Hij wist een goede plek waar we kleding konden kopen en lokaal eten konden vinden, buiten het drukbezochte centrum (klinkt aantrekkelijk!). Voor we het wisten zaten we glimlachend en vol vertrouwen in een TukTuk.

Al rijdend in de TukTuk begon ons gevoel al wat te veranderen en bij aankomst bij een ‘shabby’ pand genaamd “International Fashion Centre”, waar de eigenaar zelfs Nederlands kon praten en ons zinnen als “kijken kijken, niet kopen” toewierp, trekken we al snel de conclusie dat dit vooropgezet spel is. We doen letterlijk één rondje van nog geen minuut en lopen we rechtsomkeer naar de TukTuk en zeggen wij dat we terug willen naar waar we opstapten. Uiteraard beweert hij bij terugkomst dat de afgesproken prijs voor de TukTuk keer twee moet zijn (heen én terug), we hadden het spelletje allang door. Daarom blijft één van ons in de TukTuk zitten tot hij het wisselgeld overhandigd heeft tot de laatste cent en stappen we uit. De TukTuk chauffeur is chagrijnig. Hij heeft een lange rit gemaakt zonder echte winst. Jammer joh. Uiteindelijk heeft de scam ons €1,25 gekost, daar konden we dan wel weer om lachen.
We vervolgen onze zoektocht naar wat te eten en uiteraard vinden we ons steegje en natuurlijk is hij op zondag niet dicht! Sterker nog, het is er levendiger dan anders!
We zetten het shoppen door en hebben dan ook 3 dagen letterlijk onze schoenzolen van onze schoenen afgelopen met de aanwinsten als volgt:

  • Michel heeft een geweldig mooie bril gekocht.
  • We hebben 2 truien (zoals beloofd leggen we het je straks uit) gekocht van een lokaal label op een friday flea market
  • Beiden een herfstjasje a €2,- en Tim een trui a €1,50 in de tweedehands sectie (uitleg volgt… nog even geduld!)
  • Beiden nog een T-shirt

Na 3 dagen shoppen waren we het ook wel zat en waren we blij dat we ons naar het vliegveld mochten begeven…
Ja je hebt je geduld goed bewaard dus zullen we het je ook uitleggen. We hadden na 2 maanden warm weer behoefte aan een wat kouder klimaat en daarom hebben we in Siem Reap tickets naar Hong Kong geboekt! De temperatuur is daar namelijk 19ºC à 21ºC graden. Oftewel zo’n 10 tot 15ºC graden kouder dan we de afgelopen maanden gewend waren. Echt iets waar we naar uitkeken!

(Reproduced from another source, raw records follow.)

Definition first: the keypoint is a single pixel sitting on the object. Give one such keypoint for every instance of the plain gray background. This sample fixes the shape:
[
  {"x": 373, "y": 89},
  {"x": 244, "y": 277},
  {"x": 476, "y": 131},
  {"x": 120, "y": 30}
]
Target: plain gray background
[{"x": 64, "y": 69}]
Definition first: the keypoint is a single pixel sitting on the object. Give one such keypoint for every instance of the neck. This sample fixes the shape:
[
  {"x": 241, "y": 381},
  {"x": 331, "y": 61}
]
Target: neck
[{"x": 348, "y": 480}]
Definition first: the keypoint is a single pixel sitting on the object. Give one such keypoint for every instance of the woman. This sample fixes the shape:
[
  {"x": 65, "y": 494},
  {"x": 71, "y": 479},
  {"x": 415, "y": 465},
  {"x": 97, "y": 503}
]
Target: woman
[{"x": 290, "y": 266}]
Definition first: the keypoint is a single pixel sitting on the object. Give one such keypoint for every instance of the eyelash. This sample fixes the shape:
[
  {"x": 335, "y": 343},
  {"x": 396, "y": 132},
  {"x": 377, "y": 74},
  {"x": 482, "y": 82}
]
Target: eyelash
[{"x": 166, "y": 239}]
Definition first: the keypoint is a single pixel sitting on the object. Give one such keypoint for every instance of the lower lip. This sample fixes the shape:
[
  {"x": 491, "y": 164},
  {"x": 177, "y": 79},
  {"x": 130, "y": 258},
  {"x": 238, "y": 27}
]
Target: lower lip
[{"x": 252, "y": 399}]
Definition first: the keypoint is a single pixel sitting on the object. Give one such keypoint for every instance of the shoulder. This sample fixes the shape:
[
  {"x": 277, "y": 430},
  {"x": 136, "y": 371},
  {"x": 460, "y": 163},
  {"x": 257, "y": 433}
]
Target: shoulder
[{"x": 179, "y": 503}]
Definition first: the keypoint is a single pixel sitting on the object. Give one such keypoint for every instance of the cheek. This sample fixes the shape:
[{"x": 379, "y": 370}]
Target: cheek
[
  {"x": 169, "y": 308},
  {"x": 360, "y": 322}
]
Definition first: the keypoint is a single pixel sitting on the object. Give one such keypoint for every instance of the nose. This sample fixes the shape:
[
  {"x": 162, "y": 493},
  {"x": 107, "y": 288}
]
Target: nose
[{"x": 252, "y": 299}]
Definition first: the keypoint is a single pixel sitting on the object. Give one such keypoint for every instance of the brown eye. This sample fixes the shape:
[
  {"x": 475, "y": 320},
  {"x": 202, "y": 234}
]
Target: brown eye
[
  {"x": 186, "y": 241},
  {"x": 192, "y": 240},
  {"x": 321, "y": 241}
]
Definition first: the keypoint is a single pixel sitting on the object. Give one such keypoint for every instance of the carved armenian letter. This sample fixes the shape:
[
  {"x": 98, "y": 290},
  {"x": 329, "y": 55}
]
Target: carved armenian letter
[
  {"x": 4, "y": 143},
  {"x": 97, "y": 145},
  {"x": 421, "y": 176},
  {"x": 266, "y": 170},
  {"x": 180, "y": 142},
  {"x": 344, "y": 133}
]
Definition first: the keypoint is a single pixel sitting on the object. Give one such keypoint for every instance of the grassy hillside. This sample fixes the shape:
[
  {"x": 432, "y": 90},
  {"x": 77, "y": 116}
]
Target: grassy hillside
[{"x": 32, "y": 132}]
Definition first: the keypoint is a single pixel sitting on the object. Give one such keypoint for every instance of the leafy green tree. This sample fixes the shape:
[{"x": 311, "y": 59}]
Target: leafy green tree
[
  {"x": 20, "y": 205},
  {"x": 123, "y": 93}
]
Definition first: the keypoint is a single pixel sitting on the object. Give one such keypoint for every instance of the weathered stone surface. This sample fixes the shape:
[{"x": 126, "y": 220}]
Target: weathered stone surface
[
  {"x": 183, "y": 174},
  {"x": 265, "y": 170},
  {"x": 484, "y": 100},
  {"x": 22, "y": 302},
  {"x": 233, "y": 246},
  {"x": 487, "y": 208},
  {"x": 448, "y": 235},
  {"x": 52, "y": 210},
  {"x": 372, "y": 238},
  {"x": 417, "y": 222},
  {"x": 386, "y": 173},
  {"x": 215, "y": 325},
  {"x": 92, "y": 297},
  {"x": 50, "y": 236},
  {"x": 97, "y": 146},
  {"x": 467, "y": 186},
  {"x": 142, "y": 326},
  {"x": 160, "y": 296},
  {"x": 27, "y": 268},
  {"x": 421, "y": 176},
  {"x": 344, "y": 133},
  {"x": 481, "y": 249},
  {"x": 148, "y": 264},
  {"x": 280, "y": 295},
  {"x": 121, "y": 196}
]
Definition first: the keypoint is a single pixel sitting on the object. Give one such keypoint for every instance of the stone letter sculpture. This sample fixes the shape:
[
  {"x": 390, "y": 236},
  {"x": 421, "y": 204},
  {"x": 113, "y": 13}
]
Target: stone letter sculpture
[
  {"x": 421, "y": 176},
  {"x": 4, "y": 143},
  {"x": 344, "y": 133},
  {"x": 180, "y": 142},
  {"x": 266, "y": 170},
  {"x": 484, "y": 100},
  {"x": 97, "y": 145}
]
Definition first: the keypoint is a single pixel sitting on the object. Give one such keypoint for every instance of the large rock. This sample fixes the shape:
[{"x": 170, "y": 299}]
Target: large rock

We hebben tijdens de dagen in Bangkok onderzoek gedaan naar hoe we naar het “kleine” vliegveld konden komen vanaf ons hotel. We vlogen om 06:45, dus dan moet je tegen 04:45 toch wel in de buurt zijn.
De conclusie is dat er een bus 24 uur per dag rijdt van nabij ons hotel naar Bangkok – Don Muaeng Airport. We hebben hard gezocht, met mensen proberen te communiceren, maar iedereen had een andere mening — wat ook de Thai typeert, deze zal nooit gezichtsverlies willen lijden als hij het niet weet, en wijst je “dan maar een willekeurige kant op — waar de bus vertrok en uiteindelijk stonden we op het treinstation en daar wist niemand er wat vanaf. We hebben ook naar de taxiprijzen gevraagd en dat kwam rond de €15,- a €20,-. Uiteindelijk vragen we aan de ticketbalie van het treinstation of zij toevallig iets weten over een bus naar het vliegveld. De dame in kwestie komt met het super leuke nieuws dat er ook gewoon een trein rijdt. Als we de trein van 04:30 nemen, komen we rond 05:57 aan op Don Muaeng Airport. Super! We besluiten ruim op tijd op het station te zijn om een kaartje te kopen (wat alleen op dezelfde dag als je treinreis kan in Thailand). Na wat mis-navigatie en in donkere steegjes met blaffende honden te hebben gestaan, komen we om 04:00 aan op Station Bangkok, en na wat zoeken — alles is hier in het Thais — stappen we met treinkaartje (à €0,13) in onze trein. Na wat lichte twijfel of het wel goed gaat komen en of hij wel echt gaat vertrekken — we zien monteurs wat gespannen heen en weer lopen met gereedschap — rijden we dan toch echt weg!

Hong Kong

Het vliegen naar Hong Kong gaat voorspoedig en na 2,5 uur staan we dan op Hong Kong International Airport.
Vanaf het airport pakken we een bus naar downtown Hong Kong en de rit geeft ons een mooie eerste indruk van Hong Kong en na ruim een uur staan we in de buurt van ons hotel. Voor ons is het terugschakelen, na de goedkope landen als Vietnam, Cambodja & Thailand, om nu in een relatief dure plek te zijn. Dit brengt dan ook wat onhandigheden met zich mee.. Omdat elke dag de prijzen van hotelkamers anders zijn en ze in het weekend astronomisch hoge bedragen vragen, zijn we veel tijd kwijt met het elke dag in- en uitchecken en het slepen van hotel naar hotel. Dan denk je “Ja maar dan betaal je toch wat meer?”, klopt, maar als je van €11,- per nacht komt, en je nu €35,- tot €150,- in het weekend voor een kamer betaald van 6m2, wil je graag even je best doen om wat te besparen. Om het de pret niet te laten drukken, vinden we na een aantal dagen gelukkig een structurele oplossing.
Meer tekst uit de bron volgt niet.